Une première toile de Max Stern, volée par les nazis, est récupérée

La toile récupérée a été dévoilée hier à la Galerie FOFA par Robert Vineberg, représentant de la succession de Max Stern, et Sherri North-Cohen, du New York State Banking Department.
Photo: Pascal Ratthé La toile récupérée a été dévoilée hier à la Galerie FOFA par Robert Vineberg, représentant de la succession de Max Stern, et Sherri North-Cohen, du New York State Banking Department.

Elle est réapparue sur le marché en 2001, coiffée du titre Cimbals. N'eût été de la vigilance de la maison Sotheby's, cette toile ayant appartenu à Max Stern sous le titre Aimée, jeune Égyptienne aurait aussitôt été revendue. Mais les détectives de l'art veillaient au grain. Ils ont ainsi permis à la succession du galeriste montréalais de récupérer une première toile parmi les 200 oeuvres volées par les nazis et vendues de force lors de la vente aux enchères no 392 de la maison Lempertz, en 1937.

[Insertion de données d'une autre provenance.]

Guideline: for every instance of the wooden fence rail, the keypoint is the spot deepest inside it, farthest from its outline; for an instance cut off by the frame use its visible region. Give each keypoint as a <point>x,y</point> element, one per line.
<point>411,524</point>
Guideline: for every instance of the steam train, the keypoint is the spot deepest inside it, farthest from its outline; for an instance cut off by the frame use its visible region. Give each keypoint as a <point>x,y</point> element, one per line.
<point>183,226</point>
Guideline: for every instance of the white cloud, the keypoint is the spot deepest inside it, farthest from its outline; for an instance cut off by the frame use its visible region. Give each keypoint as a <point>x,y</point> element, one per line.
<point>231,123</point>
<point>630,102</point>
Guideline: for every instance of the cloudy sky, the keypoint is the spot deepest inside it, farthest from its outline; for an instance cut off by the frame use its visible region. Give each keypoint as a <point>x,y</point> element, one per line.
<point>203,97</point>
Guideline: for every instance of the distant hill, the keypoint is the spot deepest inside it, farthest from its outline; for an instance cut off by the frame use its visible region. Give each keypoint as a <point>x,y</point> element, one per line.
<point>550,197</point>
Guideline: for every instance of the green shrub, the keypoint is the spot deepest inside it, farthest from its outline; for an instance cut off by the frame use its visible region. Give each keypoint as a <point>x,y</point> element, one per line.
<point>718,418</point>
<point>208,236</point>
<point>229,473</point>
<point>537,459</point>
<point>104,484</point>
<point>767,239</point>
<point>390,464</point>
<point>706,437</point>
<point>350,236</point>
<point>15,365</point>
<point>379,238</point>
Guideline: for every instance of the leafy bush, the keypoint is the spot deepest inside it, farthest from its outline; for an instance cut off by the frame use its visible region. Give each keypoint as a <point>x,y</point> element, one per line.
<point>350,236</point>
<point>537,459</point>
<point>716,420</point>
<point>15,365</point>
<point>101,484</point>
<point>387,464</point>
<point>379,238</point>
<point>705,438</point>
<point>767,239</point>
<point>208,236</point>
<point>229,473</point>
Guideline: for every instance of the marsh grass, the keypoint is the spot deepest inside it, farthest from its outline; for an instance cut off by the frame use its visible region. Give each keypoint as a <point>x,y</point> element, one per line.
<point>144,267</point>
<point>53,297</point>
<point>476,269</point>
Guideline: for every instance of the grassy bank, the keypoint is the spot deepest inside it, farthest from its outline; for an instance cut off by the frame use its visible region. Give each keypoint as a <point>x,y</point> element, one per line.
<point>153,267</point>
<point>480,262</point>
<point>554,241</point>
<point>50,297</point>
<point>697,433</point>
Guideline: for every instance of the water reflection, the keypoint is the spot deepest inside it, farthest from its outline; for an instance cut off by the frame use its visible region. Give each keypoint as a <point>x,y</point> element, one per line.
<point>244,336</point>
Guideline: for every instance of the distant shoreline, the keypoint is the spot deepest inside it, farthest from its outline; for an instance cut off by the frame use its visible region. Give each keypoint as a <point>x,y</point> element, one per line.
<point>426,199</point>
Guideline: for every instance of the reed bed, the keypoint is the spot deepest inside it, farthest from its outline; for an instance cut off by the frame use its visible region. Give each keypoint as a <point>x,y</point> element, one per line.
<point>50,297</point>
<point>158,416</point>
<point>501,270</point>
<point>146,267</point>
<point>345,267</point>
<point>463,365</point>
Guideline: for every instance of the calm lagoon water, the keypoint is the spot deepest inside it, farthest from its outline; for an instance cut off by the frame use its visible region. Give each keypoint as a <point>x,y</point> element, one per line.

La toile signée en 1869 par le peintre français Émile Lecompte-Vernet a été dévoilée hier à la Galerie FOFA de l'université Concordia. De style orientaliste, Aimée, jeune Égyptienne montre une danseuse à la peau laiteuse et à la poitrine à peine couverte, mise en valeur par une palette de couleurs et de textures sourdes. La toile arrive au moment même où la Galerie FOFA inaugurait l'exposition Auktion 392 - Revendiquer les oeuvres de la Galerie Stern, Düsseldorf, reléguant cette dernière au second plan.

Hier, tous les yeux étaient en effet rivés sur la jeune danseuse, première rescapée d'une traque mondiale qui vise à retrouver les oeuvres ayant appartenu au marchand d'art d'origine juive allemande. C'est que la belle a gardé quelques mystères. «On ne peut rien dire de la provenance de cette oeuvre, sinon qu'elle a refait surface chez Sotheby's, à New York, en 2001, sous un autre nom», a expliqué Willi Korte, enquêteur et spécialiste des oeuvres volées.

Évaluée à 100 000 $ à l'époque, Cimbals avait rapidement piqué la curiosité des spécialistes de la maison Sotheby's, qui ont reconnu en elle Aimée, la jeune Égyptienne de Lecompte-Vernet. Aussitôt, le Bureau des demandes d'indemnisation liées à la Shoah (HCPO) du New York State Banking Department avait ouvert les négociations en collaboration avec Clarence Epstein, directeur des projets spéciaux à l'université Concordia. La toile sera finalement rendue aux liquidateurs de Max Stern et aux trois universités bénéficiaires (Concordia, McGill et l'université hébraïque de Jérusalem), qui se sont entendues pour la prêter au Musée des beaux-arts de Montréal à partir du 31 octobre.

Les termes de l'entente n'ont pas été rendus publics. Mais la porte-parole du HCPO, Sherri North-Cohen, a précisé qu'il n'y avait eu aucune compensation. «Nous espérons maintenant que la récupération de ce tableau accélérera nos démarches.» Récupérer une oeuvre est en effet un travail complexe. Il faut d'abord attendre qu'elle refasse surface sur le marché. Viennent ensuite les négociations. Chaque cas est unique. «J'aimerais dire que j'ai mis la main sur la formule magique, mais ce n'est pas le cas. Tous les arguments sont bons, qu'ils soient financiers, politiques ou publics», a raconté Willi Korte.

Au cours des dernières décennies, une quarantaine d'oeuvres ayant appartenu à Max Stern ont refait surface, notamment en Allemagne, aux Pays-Bas, en Espagne, à Taïwan et aux États-Unis, où une peinture de F. X. Winterhalter a été retirée du marché. La provenance de la toile est contestée par son actuelle propriétaire, Maria-Louise Bissonnette, qui a coupé court aux négociations. Elle a rapatrié l'oeuvre en Allemagne dans l'espoir d'y faire reconnaître son droit de propriété. L'affaire est présentement devant les tribunaux du Rhode Island.